One of my favorite relatives, Aunt Beulah, died 40 years ago — June 8, 1978. A highly motivated professional, she spent most of her life in Chicago, Illinois working for a company allied to healthcare.
But what really motivated her, what mattered to her was art — she was a gifted painter and sculptor who studied/worked at the renowned Art Institute of Chicago. While her skill level never reached the plateau of some of the alumni (Georgia O’Keeffe (pictured above) studied drawing and composition there), Beulah had a distinctive hand, a vision which expressed itself in all her work.
Years after she passed away, we met one of her fellow students who knew her well, and another painter who was at the Institute at the same time she was. Both of these other artists forged distinctive, although not superstar, careers.

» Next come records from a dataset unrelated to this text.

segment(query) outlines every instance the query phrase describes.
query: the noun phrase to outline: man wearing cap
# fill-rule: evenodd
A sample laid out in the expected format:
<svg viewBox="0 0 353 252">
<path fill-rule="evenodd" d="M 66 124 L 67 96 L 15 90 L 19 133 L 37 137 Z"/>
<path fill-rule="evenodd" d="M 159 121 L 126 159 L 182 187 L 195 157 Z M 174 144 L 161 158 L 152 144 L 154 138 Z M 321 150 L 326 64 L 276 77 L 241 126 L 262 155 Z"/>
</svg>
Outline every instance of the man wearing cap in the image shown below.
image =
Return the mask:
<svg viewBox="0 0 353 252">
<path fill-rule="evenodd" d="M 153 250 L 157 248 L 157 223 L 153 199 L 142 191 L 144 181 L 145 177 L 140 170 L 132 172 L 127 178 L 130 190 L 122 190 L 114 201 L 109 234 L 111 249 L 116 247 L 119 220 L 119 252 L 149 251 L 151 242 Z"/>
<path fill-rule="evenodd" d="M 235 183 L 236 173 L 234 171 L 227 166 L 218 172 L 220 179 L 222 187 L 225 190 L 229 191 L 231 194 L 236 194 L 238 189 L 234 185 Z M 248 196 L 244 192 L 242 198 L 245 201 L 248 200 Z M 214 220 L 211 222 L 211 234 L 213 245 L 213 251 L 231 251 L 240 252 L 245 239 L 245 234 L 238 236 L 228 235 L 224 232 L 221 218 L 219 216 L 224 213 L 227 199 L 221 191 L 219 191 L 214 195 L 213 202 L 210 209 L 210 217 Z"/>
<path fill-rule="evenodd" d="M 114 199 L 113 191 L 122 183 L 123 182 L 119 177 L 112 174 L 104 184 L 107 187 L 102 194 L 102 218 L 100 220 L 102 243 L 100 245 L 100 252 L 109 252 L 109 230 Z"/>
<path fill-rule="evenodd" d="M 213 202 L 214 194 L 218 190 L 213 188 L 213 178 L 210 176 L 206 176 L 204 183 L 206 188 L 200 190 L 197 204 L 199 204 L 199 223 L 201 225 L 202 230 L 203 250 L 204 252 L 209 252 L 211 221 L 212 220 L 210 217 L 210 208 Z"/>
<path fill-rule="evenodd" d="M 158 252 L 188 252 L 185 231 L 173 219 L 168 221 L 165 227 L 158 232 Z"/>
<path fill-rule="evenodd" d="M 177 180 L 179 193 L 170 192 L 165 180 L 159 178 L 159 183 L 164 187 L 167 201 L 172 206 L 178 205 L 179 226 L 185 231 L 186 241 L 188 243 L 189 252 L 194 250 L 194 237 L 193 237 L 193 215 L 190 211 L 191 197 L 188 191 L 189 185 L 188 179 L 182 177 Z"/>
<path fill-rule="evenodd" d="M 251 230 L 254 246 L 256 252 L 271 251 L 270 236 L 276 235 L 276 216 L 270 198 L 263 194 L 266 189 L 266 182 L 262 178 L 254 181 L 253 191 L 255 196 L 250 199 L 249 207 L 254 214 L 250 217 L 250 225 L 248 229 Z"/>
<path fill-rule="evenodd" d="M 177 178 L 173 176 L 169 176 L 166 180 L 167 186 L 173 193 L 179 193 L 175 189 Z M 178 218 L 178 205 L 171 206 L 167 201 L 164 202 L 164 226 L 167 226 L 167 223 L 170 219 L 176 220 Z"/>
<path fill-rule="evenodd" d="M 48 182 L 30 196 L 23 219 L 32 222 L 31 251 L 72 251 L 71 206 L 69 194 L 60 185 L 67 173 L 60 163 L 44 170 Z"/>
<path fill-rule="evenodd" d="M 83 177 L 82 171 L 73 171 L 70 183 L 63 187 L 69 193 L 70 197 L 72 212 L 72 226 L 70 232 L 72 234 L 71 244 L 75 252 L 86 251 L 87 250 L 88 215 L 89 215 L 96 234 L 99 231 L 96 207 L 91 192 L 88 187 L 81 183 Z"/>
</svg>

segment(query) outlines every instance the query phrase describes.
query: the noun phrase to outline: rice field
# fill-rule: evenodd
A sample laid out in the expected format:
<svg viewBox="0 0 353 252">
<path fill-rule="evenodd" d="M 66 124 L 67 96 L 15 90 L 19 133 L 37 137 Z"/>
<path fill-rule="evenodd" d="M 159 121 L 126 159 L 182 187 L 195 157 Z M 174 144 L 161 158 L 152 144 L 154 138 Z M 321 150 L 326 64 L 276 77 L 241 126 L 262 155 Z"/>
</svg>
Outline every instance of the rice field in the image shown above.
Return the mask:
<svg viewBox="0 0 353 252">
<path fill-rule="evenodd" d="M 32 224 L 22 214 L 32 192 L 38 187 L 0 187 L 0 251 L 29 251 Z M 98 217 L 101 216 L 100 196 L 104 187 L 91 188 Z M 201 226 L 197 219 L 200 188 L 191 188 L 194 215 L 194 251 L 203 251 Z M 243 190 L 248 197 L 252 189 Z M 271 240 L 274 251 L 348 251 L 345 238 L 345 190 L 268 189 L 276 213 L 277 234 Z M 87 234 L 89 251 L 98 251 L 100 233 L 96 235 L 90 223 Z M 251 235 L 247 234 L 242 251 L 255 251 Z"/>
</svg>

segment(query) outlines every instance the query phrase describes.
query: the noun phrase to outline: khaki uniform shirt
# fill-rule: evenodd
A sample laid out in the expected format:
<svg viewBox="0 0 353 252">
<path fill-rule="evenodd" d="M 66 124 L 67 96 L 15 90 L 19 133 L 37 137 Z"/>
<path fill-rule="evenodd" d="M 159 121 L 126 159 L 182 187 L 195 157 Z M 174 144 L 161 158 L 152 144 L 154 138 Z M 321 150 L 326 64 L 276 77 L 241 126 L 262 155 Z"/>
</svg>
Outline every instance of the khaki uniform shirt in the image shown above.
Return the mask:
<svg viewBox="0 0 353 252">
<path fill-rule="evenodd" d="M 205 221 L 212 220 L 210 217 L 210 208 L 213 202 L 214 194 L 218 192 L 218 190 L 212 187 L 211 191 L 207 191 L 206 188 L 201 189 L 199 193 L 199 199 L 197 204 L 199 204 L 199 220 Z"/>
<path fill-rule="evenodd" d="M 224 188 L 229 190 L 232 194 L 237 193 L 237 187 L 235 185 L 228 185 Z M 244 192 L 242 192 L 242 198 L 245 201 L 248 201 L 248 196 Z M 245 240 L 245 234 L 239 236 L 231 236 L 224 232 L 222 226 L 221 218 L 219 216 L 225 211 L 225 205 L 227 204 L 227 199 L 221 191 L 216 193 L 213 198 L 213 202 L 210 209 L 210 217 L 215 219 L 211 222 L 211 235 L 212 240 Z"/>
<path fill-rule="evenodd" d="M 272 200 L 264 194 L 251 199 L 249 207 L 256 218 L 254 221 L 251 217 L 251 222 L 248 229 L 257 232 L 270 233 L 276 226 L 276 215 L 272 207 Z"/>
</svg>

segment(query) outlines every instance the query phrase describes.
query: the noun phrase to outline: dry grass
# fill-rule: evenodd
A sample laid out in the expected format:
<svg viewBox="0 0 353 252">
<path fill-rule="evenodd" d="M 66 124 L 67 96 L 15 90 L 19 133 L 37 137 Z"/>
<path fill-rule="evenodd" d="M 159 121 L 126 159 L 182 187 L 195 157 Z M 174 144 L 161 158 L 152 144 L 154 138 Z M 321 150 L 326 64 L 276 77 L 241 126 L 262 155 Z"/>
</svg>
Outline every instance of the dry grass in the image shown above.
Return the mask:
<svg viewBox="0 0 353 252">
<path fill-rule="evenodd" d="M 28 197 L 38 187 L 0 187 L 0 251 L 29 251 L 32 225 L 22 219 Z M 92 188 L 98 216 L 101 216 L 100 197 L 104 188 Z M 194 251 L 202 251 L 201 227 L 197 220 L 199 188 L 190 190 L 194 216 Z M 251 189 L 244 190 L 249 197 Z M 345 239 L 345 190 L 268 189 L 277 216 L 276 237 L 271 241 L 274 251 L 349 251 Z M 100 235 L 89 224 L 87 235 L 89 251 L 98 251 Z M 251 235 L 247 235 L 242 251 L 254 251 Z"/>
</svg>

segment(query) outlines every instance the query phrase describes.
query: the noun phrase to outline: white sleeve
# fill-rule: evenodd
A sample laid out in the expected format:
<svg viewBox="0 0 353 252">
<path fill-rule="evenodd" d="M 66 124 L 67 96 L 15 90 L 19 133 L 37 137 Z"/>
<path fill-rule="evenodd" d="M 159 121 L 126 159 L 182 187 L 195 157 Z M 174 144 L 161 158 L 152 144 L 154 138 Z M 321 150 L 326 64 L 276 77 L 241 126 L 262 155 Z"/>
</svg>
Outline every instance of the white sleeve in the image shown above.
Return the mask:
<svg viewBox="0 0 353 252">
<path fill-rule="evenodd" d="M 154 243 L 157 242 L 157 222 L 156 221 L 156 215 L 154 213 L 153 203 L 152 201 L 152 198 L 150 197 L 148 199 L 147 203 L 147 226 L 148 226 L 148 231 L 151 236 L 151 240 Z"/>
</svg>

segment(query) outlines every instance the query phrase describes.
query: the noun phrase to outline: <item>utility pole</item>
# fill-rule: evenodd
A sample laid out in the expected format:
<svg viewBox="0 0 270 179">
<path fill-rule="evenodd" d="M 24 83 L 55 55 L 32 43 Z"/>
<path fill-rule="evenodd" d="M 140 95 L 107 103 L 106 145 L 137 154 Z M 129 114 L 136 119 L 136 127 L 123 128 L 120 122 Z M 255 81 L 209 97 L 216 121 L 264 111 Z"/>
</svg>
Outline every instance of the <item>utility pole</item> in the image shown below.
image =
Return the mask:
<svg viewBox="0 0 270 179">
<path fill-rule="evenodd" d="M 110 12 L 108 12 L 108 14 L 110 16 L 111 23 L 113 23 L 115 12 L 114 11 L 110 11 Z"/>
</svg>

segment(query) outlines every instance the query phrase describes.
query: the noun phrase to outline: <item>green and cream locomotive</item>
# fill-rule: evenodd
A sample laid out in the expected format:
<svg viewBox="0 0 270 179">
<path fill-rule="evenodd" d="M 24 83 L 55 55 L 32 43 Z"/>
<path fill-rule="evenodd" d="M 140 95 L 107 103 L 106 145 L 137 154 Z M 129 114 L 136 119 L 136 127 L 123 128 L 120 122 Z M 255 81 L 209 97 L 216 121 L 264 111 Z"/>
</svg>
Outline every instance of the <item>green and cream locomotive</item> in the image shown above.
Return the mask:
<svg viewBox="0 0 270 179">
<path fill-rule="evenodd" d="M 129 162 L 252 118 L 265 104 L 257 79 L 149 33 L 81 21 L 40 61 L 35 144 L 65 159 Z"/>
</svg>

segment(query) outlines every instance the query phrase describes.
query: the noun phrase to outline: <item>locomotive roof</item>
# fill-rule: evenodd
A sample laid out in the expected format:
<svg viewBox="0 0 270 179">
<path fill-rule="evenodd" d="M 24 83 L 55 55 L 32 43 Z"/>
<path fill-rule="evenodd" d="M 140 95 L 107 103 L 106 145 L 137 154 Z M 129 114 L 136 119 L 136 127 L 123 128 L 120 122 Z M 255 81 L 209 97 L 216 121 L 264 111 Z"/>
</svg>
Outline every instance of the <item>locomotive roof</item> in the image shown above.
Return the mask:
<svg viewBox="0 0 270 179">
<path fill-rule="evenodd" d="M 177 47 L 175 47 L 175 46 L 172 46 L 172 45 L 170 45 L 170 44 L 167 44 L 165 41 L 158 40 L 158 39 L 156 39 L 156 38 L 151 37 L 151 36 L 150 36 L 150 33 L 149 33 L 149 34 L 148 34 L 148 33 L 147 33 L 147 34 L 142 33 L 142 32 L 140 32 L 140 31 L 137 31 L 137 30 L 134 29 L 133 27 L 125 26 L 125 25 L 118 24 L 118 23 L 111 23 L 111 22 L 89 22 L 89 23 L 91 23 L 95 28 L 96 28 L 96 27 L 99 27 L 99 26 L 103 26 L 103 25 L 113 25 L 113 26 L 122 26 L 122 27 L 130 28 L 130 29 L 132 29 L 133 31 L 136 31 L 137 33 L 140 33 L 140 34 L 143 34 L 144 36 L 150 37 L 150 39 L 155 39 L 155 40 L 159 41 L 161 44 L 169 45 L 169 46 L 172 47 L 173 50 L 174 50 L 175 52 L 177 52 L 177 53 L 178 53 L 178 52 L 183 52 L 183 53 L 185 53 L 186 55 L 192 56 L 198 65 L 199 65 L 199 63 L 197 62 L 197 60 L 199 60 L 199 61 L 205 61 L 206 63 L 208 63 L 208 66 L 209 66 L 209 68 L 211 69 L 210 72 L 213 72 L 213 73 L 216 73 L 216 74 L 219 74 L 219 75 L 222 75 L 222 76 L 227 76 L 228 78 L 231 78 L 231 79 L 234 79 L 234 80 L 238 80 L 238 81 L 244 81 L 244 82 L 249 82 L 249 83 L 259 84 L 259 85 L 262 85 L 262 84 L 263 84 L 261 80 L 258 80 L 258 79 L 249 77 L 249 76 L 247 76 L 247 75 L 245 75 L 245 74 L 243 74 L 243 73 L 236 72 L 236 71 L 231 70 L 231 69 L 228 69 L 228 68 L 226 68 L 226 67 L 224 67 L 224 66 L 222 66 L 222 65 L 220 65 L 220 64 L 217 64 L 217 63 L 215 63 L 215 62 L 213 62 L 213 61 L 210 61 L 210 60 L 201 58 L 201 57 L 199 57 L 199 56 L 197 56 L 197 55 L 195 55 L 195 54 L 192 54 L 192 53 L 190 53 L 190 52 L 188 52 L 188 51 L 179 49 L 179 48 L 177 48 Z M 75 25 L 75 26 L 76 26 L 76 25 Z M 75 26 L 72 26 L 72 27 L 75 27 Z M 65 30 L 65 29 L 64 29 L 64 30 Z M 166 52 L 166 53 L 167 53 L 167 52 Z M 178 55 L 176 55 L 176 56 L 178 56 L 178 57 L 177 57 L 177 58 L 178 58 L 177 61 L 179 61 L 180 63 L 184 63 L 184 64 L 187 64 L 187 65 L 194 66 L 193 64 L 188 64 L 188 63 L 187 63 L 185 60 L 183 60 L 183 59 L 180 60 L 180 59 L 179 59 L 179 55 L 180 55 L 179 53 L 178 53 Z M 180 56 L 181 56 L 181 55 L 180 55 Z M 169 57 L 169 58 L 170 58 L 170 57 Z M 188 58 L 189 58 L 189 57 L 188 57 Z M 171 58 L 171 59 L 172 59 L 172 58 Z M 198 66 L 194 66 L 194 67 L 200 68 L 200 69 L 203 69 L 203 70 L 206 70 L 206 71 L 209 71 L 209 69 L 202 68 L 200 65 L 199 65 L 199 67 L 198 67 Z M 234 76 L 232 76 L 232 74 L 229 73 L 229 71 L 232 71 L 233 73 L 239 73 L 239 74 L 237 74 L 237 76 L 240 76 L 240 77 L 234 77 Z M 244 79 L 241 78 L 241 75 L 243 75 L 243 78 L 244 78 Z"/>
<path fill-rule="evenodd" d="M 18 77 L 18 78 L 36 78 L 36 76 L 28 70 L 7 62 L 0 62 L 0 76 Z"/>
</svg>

Crossing paths with someone who knew a deceased loved one can be memorable — you can pick up an entirely new viewpoint, a different perspective.
In closing, there is one other choice some of us face when a loved one dies — the question of what to do with their existing work. And, pointedly, what to do with that work if they have achieved any fame.
Dmitri Nabokov, son of the seminal author Vladimir Nabokov (he expired and was cremated in 1977, pictured above), faced such a challenge.
After agonizing over the decision for years, Dmitri had the novel, “The Original of Laura,” published in 2009. He did so with two interesting caveats. It was clearly stated that the work was unfinished and it was printed on facsimile notecards his father used for composition — in the book, the notecards could be detached and arranged in whatever order the reader wished!
A very clever way of honoring the work of his father as well as a final, clear statement about the unfinished business of the novel.
Dealing with the details of the aftermath of a death is no small task.